Paul claims to be a Pharisee in Philippians 3. In Acts 22:2-5 he claims before the Sanhedrin to have been “educated at the feet of Gamaliel according to the strict manner of the law of our fathers” (Acts 22:3). The Pharisees are well known in scripture and history. While Pharisees are the chief persecutors of Jesus in the Synoptic Gospels, especially in Matthew, some Pharisees appear to be interested in Jesus’s teaching (Luke 7:36-50), and the Gospel of John presents Nicodemus as a Pharisee who approached Jesus with respect both before and after the resurrection. Acts 15:5 indicates some Pharisees were associated with the Jewish Christian community in Jerusalem.
The Pharisees represent a fairly conservative form of Second Temple Judaism, although their concern for ritual purity put them at odds with Jesus on a number of occasions. Although Jesus questioned their interpretation and application of the Law and called them hypocrites, he did not object to some of their core beliefs nor indicate they were wrong on fundamental issues important to Second Temple Judaism. For example, the Pharisees believed God had chosen the people of Israel as his own but had been sent into exile due to their covenant unfaithfulness. They also looked forward to a coming messianic king who would rescue Israel from their oppressors and re-establish a Davidic kingdom. Jesus agrees with all of this (although he would claim to be the son of David, and the kingdom is being restored in his own mission).

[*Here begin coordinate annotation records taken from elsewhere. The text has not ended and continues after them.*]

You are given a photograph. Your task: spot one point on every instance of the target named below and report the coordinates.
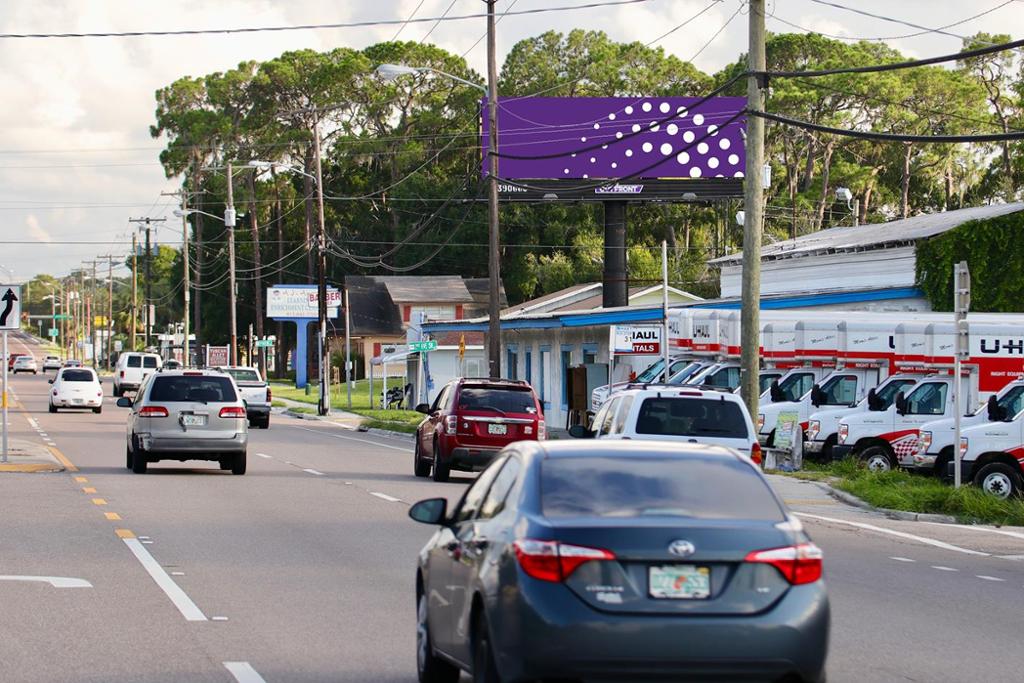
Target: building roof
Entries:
(875, 236)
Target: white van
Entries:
(132, 368)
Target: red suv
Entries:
(470, 421)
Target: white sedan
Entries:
(77, 387)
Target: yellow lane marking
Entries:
(29, 467)
(70, 466)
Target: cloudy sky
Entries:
(76, 157)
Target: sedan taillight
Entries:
(798, 564)
(550, 560)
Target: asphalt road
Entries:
(302, 569)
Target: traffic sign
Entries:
(423, 346)
(10, 307)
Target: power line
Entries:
(314, 27)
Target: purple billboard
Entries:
(619, 137)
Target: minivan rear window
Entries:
(691, 417)
(651, 485)
(499, 399)
(197, 389)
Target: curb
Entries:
(901, 515)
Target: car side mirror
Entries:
(900, 403)
(430, 511)
(579, 431)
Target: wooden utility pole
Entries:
(494, 262)
(753, 211)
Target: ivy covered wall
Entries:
(993, 250)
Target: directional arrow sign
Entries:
(10, 307)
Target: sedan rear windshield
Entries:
(499, 399)
(77, 376)
(199, 389)
(641, 486)
(241, 375)
(682, 416)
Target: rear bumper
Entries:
(557, 636)
(198, 447)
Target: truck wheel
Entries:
(440, 471)
(998, 479)
(878, 459)
(420, 468)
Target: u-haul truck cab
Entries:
(862, 346)
(814, 357)
(885, 438)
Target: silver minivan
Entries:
(186, 415)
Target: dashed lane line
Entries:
(900, 535)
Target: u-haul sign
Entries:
(637, 340)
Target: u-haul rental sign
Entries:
(637, 340)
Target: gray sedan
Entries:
(186, 415)
(625, 561)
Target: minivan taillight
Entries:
(550, 560)
(798, 564)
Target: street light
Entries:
(324, 406)
(390, 72)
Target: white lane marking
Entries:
(244, 672)
(188, 609)
(972, 527)
(55, 582)
(351, 438)
(901, 535)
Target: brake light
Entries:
(756, 457)
(798, 564)
(550, 560)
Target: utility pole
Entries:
(753, 211)
(229, 224)
(325, 359)
(148, 274)
(494, 264)
(134, 289)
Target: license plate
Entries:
(679, 582)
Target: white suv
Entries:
(676, 414)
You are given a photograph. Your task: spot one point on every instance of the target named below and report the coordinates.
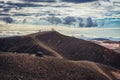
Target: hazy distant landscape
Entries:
(59, 40)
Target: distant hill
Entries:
(80, 1)
(55, 44)
(27, 67)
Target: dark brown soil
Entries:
(28, 67)
(55, 44)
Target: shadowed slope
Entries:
(55, 44)
(26, 67)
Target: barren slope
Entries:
(55, 44)
(27, 67)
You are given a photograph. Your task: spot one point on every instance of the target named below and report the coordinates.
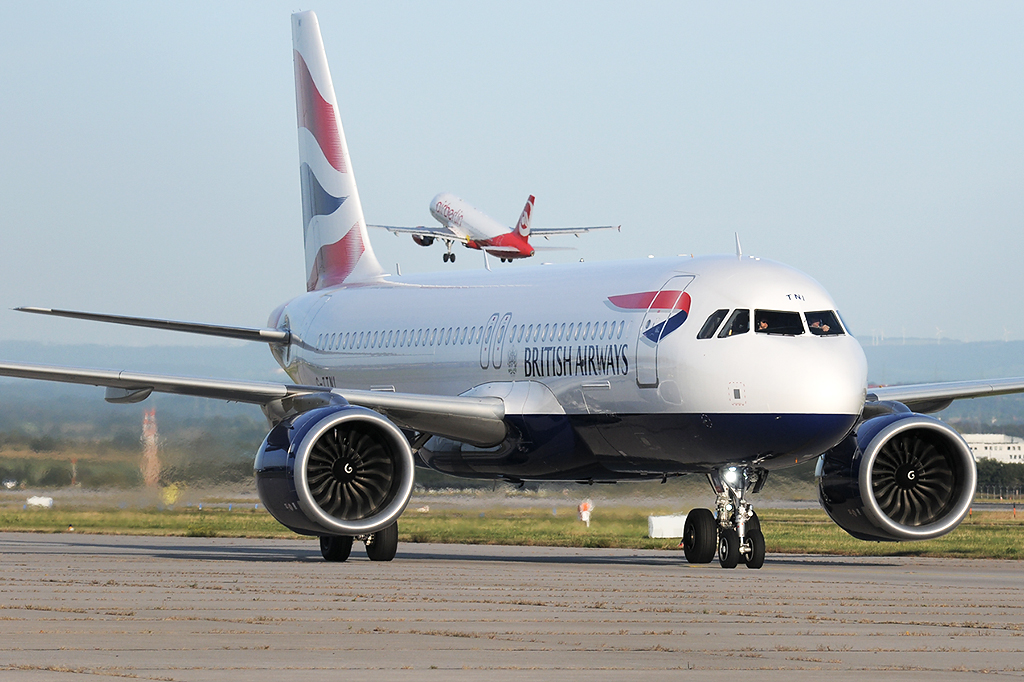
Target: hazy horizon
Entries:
(151, 162)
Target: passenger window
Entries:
(739, 323)
(777, 322)
(823, 323)
(714, 320)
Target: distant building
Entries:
(1008, 450)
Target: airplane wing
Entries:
(933, 397)
(548, 231)
(476, 420)
(420, 230)
(243, 333)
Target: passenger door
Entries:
(663, 305)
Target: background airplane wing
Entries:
(933, 397)
(548, 231)
(476, 420)
(421, 230)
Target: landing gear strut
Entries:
(734, 529)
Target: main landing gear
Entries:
(449, 256)
(734, 530)
(381, 546)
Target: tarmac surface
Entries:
(105, 607)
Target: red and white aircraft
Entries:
(729, 367)
(476, 229)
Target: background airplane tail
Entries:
(522, 227)
(335, 232)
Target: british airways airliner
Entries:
(728, 367)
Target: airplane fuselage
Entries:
(600, 365)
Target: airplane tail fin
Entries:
(522, 227)
(335, 232)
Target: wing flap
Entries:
(931, 397)
(223, 331)
(476, 420)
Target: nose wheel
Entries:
(733, 530)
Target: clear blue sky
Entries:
(148, 163)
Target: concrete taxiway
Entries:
(183, 608)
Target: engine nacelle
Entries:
(900, 476)
(338, 470)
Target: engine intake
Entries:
(902, 476)
(339, 470)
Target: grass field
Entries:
(984, 535)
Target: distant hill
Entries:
(920, 361)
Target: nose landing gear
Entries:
(734, 530)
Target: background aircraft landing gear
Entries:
(336, 548)
(383, 545)
(449, 256)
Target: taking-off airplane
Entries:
(728, 367)
(462, 222)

Just how much influence did Paul’s education as a Pharisee have on his thinking?
- First, they struck a balance between freedom and human responsibility. They believed in Divine providence and the election of Israel, even the predestination of many vents of life, yet man has some freedom of choice that ensures his responsibility.
- Second, Pharisees placed supreme importance on the Law and their own oral traditions and interpretations of the Law.
- Third, unlike the Sadducees, they believed in resurrection and an afterlife. This appears to have been a point of contention between the two groups, as is seen in Acts 23:6-8.
- Fourth, the Pharisees had messianic hopes; they were looking for the coming of the Messiah and the resurrection of the dead. This is why they are among the first of the leaders of Israel to examine the teachings of John the Baptist and of Jesus.
At least for these points, Paul’s thinking is similar to his early training as a Pharisee. He also has a balance between determinism and human responsibility and has a strong belief in God’s election of Israel (Romans 9-11, for example). Paul has a view of resurrection consistent with the Pharisees, and he obviously believes in a messiah. The difference, of course, is the messiah is Jesus. As one of my students once said in this context, “That is a pretty big difference.” Although Paul is clear, Gentiles are not required to keep the Law. He does use the Hebrew Bible extensively and in ways that would resonate with the methods of the Pharisees.
There are other ways in which Paul is consistent with the Pharisees in his letters, such as marriage in 1 Corinthians 7. This might come as a surprise to Christian readers of Paul, who tend to read the letters as if Paul was a member of an American evangelical church (or, worse seminary faculty member!) How will this understanding of Paul’s Jewish background affect our reading of Paul’s letters?
Perhaps this leads to a more difficult question: how much of Paul’s thinking changed due to his Damascus Road experience?